This was a multicenter, randomized, clinical trial to compare the 90-day 1) incidence of surgical site complications (SSC); 2) health care utilization (the number of dressing changes, readmission, and reoperation); and 3) the patient-reported outcomes (PRO) in high-risk patients undergoing revision total knee arthroplasty (rTKA) with postoperative closed incision negative pressure wound therapy (ciNPT) versus a standard of care (SOC) silver-impregnated occlusive dressing.
A total of 294 rTKA patients (15 centers) at high-risk for wound complications were prospectively randomized to receive either SOC or ciNPT (n = 147 each). The ciNPT system was adjusted at 125 mmHg of suction.
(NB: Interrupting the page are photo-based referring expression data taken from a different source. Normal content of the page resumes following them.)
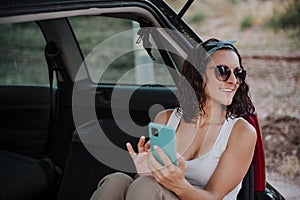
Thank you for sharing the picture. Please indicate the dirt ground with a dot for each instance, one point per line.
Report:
(274, 87)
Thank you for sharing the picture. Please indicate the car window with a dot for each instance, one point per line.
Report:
(109, 47)
(22, 59)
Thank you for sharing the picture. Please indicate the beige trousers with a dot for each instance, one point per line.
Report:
(119, 186)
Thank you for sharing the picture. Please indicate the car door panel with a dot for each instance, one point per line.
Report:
(24, 119)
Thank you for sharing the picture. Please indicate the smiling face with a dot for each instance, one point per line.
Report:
(218, 91)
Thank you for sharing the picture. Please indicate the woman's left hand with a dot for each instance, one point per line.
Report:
(169, 175)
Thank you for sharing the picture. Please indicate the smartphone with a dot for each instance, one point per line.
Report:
(164, 137)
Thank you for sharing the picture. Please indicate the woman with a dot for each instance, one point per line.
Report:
(215, 145)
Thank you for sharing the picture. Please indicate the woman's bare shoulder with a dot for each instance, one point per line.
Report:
(243, 131)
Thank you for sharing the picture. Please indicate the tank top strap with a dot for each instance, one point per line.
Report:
(225, 132)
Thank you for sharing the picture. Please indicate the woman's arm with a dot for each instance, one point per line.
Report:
(230, 171)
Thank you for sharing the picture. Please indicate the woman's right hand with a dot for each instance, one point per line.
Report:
(140, 159)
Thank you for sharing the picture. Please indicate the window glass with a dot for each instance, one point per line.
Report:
(109, 46)
(22, 59)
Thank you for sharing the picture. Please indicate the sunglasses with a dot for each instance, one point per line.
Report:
(222, 73)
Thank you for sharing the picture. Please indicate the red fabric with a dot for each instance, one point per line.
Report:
(259, 157)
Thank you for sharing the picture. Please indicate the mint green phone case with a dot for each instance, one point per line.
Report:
(164, 137)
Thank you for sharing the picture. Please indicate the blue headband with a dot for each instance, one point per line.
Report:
(219, 45)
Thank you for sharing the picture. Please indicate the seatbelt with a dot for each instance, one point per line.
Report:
(55, 64)
(144, 36)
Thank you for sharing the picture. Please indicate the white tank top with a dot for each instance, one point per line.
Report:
(199, 170)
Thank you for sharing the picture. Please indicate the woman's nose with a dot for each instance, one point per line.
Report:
(232, 79)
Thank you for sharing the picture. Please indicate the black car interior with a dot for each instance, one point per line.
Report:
(42, 155)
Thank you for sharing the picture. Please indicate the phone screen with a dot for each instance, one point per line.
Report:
(164, 137)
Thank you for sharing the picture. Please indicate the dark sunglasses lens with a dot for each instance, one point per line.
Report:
(222, 72)
(240, 73)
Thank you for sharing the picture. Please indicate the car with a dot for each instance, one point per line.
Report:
(79, 79)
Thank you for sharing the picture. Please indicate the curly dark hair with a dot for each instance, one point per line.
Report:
(193, 71)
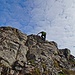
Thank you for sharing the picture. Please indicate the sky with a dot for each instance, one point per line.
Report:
(56, 17)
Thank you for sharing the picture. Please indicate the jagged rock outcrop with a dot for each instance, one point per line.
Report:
(30, 55)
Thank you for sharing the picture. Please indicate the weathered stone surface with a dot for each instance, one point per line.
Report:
(30, 55)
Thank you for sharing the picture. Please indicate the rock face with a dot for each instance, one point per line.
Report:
(30, 55)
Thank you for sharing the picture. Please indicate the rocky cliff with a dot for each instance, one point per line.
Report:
(22, 54)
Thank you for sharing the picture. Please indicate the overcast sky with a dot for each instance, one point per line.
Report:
(56, 17)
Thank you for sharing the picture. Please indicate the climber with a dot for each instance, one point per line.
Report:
(43, 35)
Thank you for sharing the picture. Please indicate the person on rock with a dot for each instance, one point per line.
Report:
(43, 35)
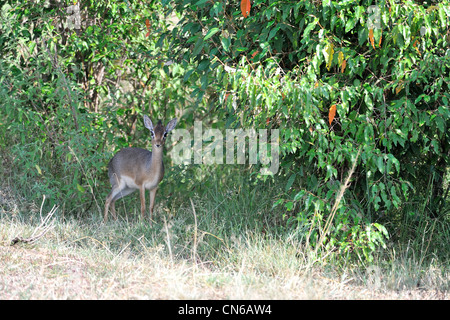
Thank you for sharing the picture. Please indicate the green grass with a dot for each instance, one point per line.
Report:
(223, 245)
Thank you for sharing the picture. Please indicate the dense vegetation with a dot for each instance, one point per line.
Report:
(359, 91)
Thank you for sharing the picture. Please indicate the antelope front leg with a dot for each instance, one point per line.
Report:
(152, 202)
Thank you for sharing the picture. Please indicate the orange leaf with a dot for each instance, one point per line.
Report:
(245, 8)
(147, 23)
(331, 113)
(344, 64)
(371, 38)
(381, 37)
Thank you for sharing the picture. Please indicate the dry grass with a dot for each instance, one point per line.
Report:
(59, 269)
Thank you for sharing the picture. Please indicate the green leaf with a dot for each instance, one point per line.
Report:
(211, 32)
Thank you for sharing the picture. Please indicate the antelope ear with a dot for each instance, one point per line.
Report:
(172, 123)
(148, 123)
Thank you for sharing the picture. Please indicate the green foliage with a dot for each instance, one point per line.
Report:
(71, 97)
(384, 65)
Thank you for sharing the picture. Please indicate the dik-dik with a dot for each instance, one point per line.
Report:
(134, 169)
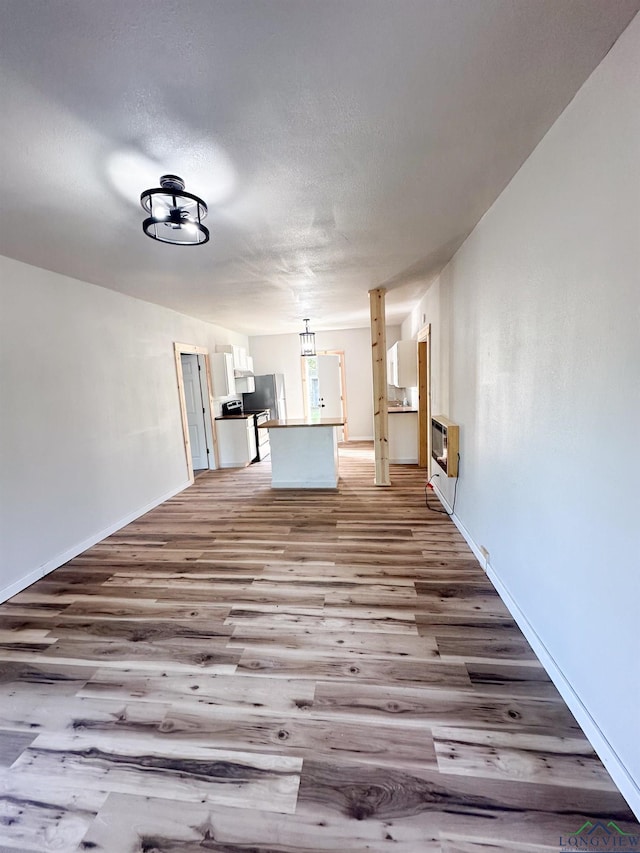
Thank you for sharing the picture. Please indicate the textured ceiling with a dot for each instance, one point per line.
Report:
(341, 145)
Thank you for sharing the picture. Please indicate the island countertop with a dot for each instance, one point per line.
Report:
(298, 422)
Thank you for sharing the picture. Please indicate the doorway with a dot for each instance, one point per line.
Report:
(324, 388)
(195, 395)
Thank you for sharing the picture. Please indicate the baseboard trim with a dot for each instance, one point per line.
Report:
(609, 757)
(60, 559)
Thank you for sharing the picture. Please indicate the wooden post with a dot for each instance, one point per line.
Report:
(423, 423)
(379, 364)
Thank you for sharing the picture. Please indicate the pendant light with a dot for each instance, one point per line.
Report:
(175, 216)
(307, 340)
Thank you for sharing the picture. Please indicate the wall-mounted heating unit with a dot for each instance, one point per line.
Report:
(445, 437)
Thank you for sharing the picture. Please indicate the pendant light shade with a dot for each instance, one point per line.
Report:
(175, 216)
(307, 340)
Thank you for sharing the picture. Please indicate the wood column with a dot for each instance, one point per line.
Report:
(379, 364)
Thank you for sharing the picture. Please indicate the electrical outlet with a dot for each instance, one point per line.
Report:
(485, 554)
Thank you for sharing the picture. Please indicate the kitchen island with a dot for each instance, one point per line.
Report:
(304, 453)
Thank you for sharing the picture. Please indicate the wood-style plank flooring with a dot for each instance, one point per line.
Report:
(250, 671)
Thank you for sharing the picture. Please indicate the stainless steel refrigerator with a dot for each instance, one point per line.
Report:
(269, 394)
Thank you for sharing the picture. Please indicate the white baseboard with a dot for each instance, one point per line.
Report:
(307, 484)
(60, 559)
(627, 785)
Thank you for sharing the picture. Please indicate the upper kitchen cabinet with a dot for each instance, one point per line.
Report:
(222, 373)
(238, 354)
(242, 367)
(402, 364)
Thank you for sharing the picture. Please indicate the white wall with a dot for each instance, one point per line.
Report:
(536, 354)
(281, 354)
(90, 429)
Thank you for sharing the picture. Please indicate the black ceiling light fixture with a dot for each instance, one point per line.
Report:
(307, 340)
(175, 216)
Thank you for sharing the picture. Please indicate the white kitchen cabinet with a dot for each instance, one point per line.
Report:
(245, 384)
(238, 354)
(402, 364)
(224, 383)
(236, 441)
(403, 437)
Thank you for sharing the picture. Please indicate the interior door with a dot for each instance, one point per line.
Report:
(330, 387)
(195, 410)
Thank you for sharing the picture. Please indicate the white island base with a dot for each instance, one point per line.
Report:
(304, 455)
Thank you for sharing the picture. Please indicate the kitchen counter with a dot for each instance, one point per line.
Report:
(304, 453)
(301, 422)
(234, 417)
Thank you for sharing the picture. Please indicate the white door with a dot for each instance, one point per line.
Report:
(195, 411)
(330, 387)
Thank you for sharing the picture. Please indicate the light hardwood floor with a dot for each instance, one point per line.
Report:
(249, 671)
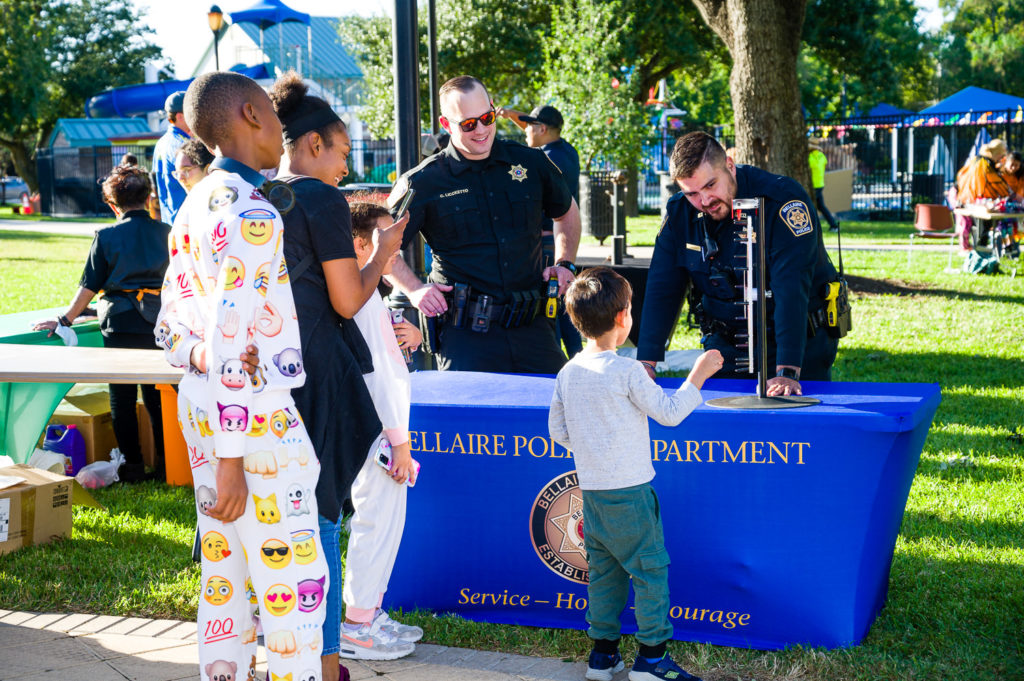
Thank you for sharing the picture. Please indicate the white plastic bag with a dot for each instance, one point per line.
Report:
(100, 473)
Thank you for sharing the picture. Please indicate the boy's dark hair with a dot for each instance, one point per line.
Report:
(211, 100)
(365, 216)
(691, 151)
(197, 152)
(301, 113)
(126, 186)
(595, 298)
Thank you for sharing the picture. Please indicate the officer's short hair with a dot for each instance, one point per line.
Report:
(595, 298)
(461, 84)
(210, 100)
(691, 151)
(365, 215)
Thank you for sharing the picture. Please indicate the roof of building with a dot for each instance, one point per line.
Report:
(331, 60)
(93, 131)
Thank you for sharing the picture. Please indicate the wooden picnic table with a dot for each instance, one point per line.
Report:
(985, 218)
(55, 364)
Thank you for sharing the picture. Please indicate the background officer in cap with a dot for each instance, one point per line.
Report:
(479, 204)
(169, 190)
(696, 246)
(544, 131)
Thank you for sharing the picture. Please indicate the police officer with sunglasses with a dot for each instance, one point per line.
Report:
(480, 206)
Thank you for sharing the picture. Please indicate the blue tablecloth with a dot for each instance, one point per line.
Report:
(780, 524)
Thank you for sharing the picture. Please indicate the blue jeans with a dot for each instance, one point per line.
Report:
(332, 623)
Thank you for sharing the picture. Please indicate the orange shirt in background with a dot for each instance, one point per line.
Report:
(979, 179)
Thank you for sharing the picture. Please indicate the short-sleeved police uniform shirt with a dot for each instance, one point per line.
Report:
(482, 218)
(566, 159)
(798, 265)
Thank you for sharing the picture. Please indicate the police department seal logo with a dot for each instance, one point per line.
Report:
(556, 527)
(518, 173)
(797, 217)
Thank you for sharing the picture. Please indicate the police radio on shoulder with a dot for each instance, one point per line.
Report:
(567, 265)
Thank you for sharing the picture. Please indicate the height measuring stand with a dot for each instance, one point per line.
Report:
(748, 215)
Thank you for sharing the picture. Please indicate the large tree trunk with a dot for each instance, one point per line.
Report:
(763, 38)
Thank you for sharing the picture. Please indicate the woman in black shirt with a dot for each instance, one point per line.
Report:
(126, 266)
(329, 289)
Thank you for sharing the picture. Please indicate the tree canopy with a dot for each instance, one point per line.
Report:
(499, 41)
(56, 54)
(984, 46)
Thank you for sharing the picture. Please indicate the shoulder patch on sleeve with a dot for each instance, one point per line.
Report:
(797, 217)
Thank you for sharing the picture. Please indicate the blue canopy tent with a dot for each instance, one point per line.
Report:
(974, 99)
(269, 12)
(886, 110)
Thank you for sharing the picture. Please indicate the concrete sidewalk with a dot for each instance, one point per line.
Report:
(86, 647)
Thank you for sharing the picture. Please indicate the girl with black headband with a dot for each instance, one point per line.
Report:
(329, 289)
Investigated outcomes were assessed weekly up to 90 days after surgery. A preset interim analysis was conducted at 50% of the intended sample size, with planned discontinuation for clear efficacy/harm if a significance of p < 0.005 was attained.
A total of 242 patients completed the required follow-up (ciNPT: n = 124 (84.4%); SOC: n = 118 (80.3%)). Demographics, baseline comorbidities, causes of revision (prosthetic joint infection, aseptic loosening, implant-related, and periprosthetic fractures), and duration of treatment were similar in both cohorts (p > 0.05). Intention to treat analysis demonstrated lower rates of SSC with ciNPT (3.4%) compared to SOC (14.3%) (p = 0.0013) (Table 1 – not included in the proceeding). Similar outcomes were obtained with the modified intention to treat analysis (p = 0.0013). The ciNPT cohort exhibited lower readmission rates (p = 0.0208), and number of dressing changes (p = 0.0003). Conversely, differences in the 90-day incidence of SSI and measured patient-reported outcomes did not reach statistical significance (p > 0.05).
ciNPT mitigates the risk of SSC and readmission among high-risk rTKA patients. The lower frequency of dressing changes within the ciNPT cohort may provide added value for healthcare utilization without compromising pain and function.